Some years back, as we took stock of what we were about as a parish we noticed that there were few things in church here that said we were ‘St Mary’s’ other than the sign outside the door. Off the back of that observation, Sarah, our last curate, (who, by the way was in church yesterday – passing through on her way to visit family in Darlington and Middlesbrough) led a study group that focussed on Mary and where she appears in the scriptures. We enjoyed looking at pictures of her and got excited about icons of her: images that reminded us of her special place in the devotions of our Christian ancestors. We saw how she lived within the story of the providence of God, working out his purposes to bring salvation to His people. She was blessed by Him and called by Him. She is an example to us as we seek to live out our vocation. She was frightened but willing to obey – we know what that is like. She treasures God’s promises in her heart: so can we. She knows she will carry shame for being pregnant out of wedlock: so much of Christian discipleship doesn’t make sense to the ‘world’ and we are all called to take up our cross and follow. She hears Simeon’s words that predict her pain yet stays faithful. She lets her Son go as he redefines the extent of the ‘family of God’: and we are reminded that God’s inclusive family includes many we might find difficult. She loves Him to the end for she is there at the foot of the cross. She cradles His body and helps lay it in the tomb. She hears the resurrection message and prays for God’s Spirit at Pentecost. In all these things she is a model to us as she shares Hid death and resurrection and seeks the infilling of His Spirit. Should we not honour her?

And isn’t it fitting that this church’s dedication should be central to the new porch windows? : that we now have Christ’s story portrayed in glass from his childhood through his death and on to His glorification? There she is. The ‘God – bearer’: a title given her very early on in Christian tradition, presenting the Christ to us. She, offering Him. He, reaching out to embrace us. The Holy Mother within whose womb heaven and earth met.

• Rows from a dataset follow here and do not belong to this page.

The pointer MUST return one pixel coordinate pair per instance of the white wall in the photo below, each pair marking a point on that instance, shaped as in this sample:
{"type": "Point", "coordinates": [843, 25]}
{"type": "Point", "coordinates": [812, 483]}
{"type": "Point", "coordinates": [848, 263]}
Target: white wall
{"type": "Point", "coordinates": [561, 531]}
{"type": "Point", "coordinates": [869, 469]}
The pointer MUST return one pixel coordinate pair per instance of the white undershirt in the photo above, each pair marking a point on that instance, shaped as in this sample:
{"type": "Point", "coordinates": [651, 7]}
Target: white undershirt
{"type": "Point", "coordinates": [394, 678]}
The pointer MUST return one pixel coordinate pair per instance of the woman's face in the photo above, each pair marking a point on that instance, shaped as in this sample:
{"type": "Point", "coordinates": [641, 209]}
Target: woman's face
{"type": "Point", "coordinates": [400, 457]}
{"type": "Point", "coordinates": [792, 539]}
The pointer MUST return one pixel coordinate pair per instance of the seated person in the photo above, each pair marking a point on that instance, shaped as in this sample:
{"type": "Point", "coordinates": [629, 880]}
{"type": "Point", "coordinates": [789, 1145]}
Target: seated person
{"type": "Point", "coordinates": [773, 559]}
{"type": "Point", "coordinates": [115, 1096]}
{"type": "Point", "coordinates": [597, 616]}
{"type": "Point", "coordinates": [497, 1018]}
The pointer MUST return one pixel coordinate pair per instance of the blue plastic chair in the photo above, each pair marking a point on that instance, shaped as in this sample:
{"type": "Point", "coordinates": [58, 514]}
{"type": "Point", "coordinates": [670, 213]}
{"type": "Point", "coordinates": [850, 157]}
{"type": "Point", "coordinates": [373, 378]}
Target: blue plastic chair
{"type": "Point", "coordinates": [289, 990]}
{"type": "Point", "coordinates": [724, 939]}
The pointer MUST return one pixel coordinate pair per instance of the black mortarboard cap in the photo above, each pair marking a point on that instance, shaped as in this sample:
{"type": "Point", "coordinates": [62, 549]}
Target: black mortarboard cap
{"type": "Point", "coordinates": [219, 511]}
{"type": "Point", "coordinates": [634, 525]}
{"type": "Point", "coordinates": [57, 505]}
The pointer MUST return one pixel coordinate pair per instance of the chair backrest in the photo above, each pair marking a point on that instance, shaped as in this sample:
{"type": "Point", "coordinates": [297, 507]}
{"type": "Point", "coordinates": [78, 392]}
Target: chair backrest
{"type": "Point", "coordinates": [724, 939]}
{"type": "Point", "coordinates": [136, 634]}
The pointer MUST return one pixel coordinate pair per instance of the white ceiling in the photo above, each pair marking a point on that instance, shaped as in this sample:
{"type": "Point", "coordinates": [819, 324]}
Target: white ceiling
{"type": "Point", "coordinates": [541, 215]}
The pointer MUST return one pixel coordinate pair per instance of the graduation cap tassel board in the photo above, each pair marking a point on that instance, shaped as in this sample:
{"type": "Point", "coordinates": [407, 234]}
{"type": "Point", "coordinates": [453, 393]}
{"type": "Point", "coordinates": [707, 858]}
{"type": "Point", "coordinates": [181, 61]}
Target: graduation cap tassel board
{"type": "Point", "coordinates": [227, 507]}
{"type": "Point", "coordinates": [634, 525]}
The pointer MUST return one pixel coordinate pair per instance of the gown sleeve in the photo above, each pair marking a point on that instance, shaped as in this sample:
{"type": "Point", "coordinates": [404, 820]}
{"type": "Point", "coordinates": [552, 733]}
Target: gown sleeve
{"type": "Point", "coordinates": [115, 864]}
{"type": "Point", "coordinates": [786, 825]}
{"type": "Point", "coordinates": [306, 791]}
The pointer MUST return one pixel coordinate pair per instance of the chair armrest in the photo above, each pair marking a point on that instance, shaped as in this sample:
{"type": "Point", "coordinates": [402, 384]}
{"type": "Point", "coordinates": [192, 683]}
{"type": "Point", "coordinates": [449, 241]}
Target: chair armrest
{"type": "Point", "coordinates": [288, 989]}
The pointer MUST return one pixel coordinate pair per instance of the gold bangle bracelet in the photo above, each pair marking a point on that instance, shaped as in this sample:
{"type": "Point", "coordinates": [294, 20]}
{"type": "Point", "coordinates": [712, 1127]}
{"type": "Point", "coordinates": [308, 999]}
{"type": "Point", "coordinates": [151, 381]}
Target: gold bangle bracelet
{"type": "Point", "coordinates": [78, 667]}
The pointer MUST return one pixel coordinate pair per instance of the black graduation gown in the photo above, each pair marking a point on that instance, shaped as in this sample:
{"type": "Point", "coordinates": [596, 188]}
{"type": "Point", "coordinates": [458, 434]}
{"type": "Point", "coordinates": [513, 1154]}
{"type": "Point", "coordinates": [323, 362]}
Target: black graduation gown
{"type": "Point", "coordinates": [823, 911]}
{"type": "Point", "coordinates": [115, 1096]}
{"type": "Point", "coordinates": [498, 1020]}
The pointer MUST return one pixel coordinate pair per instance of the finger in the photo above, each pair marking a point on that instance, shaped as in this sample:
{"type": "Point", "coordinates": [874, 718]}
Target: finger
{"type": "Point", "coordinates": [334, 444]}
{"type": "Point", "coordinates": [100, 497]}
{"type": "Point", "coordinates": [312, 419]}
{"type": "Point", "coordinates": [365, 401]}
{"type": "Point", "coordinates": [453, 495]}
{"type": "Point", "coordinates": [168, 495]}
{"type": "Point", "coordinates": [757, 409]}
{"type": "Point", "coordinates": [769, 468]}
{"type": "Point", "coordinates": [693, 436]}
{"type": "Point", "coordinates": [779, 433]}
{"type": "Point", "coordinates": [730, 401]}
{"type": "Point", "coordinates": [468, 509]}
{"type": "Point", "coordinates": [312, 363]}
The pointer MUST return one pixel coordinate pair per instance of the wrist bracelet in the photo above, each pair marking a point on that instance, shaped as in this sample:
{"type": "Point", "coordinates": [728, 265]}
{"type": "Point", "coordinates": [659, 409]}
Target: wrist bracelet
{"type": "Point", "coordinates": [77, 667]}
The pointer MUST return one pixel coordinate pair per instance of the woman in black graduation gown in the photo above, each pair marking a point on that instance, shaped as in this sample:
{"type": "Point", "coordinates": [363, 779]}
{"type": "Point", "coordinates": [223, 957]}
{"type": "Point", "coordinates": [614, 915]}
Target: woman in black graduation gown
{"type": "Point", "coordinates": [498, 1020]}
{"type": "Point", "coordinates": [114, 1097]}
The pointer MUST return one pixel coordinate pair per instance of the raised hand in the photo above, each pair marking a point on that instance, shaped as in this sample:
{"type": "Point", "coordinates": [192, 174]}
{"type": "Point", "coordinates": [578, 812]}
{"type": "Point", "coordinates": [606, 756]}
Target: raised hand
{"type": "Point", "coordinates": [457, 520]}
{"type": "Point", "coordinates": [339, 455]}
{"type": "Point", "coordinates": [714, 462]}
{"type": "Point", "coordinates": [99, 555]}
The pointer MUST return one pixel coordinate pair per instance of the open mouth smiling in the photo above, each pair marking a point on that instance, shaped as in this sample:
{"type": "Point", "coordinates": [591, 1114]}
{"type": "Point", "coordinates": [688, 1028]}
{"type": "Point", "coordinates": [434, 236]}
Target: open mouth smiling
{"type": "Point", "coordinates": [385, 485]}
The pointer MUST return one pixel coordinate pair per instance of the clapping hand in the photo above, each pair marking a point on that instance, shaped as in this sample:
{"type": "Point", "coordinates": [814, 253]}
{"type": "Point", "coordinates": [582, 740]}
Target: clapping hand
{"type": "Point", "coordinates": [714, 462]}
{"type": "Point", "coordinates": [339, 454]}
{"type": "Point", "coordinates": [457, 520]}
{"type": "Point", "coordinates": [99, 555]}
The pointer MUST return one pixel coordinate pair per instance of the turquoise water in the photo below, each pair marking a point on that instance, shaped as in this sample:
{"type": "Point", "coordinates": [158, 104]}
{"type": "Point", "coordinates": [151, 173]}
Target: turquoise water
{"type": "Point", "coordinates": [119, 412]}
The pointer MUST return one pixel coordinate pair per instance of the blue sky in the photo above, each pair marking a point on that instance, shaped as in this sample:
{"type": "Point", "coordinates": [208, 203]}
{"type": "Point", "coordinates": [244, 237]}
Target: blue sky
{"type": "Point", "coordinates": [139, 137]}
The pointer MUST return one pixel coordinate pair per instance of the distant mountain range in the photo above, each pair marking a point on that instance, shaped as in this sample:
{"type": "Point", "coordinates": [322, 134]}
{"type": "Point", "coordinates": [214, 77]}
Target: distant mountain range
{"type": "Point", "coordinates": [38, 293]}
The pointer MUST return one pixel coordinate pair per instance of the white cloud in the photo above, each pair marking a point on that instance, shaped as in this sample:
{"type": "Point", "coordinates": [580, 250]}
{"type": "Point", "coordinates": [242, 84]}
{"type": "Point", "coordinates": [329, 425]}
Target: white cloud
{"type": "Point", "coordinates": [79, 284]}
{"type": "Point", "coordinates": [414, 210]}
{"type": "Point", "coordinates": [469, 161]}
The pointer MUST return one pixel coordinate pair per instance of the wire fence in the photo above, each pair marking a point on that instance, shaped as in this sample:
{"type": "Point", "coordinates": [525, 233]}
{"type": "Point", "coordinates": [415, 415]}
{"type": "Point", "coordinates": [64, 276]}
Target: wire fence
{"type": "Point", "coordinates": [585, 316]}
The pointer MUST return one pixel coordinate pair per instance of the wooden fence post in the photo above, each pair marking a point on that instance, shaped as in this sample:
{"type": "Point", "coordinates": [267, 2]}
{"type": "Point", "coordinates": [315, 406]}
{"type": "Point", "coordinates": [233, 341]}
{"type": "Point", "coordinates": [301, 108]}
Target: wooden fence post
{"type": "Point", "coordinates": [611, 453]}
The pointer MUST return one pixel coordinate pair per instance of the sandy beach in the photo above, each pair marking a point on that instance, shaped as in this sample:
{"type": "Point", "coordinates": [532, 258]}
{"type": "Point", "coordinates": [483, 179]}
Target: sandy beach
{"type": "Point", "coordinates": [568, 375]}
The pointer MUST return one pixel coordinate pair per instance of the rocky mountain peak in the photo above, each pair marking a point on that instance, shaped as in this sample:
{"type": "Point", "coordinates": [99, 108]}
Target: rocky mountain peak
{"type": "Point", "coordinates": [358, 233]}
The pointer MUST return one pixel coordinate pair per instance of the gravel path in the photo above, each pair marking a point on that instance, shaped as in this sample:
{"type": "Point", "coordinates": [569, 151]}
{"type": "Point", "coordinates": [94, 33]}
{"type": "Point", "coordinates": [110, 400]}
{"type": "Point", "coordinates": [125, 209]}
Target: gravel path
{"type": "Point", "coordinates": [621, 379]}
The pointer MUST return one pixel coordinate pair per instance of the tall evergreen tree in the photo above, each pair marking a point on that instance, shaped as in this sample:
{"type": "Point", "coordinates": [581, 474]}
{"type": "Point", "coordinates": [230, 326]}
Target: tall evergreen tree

I stumbled upon this poem yesterday, sent to me by a friend. It’s about the predictably unexpected birth of Christ and how this birthing didn’t just happen back then but continues around us now. I’ll leave it as a final thought: a suggestion that somewhere, near you, this Christmas, the Christ will be born. It’s by Ann Weems and is called Kneeling in Bethlehem

It’s not over, this birthing,
There are always newer skies
Into which God can throw stars.
When we begin to think
That we can predict the Advent of God,
That we can box the Christ
In a stable in Bethlehem,
That’s just the time that God will be born
In a place that we can’t imagine and won’t believe.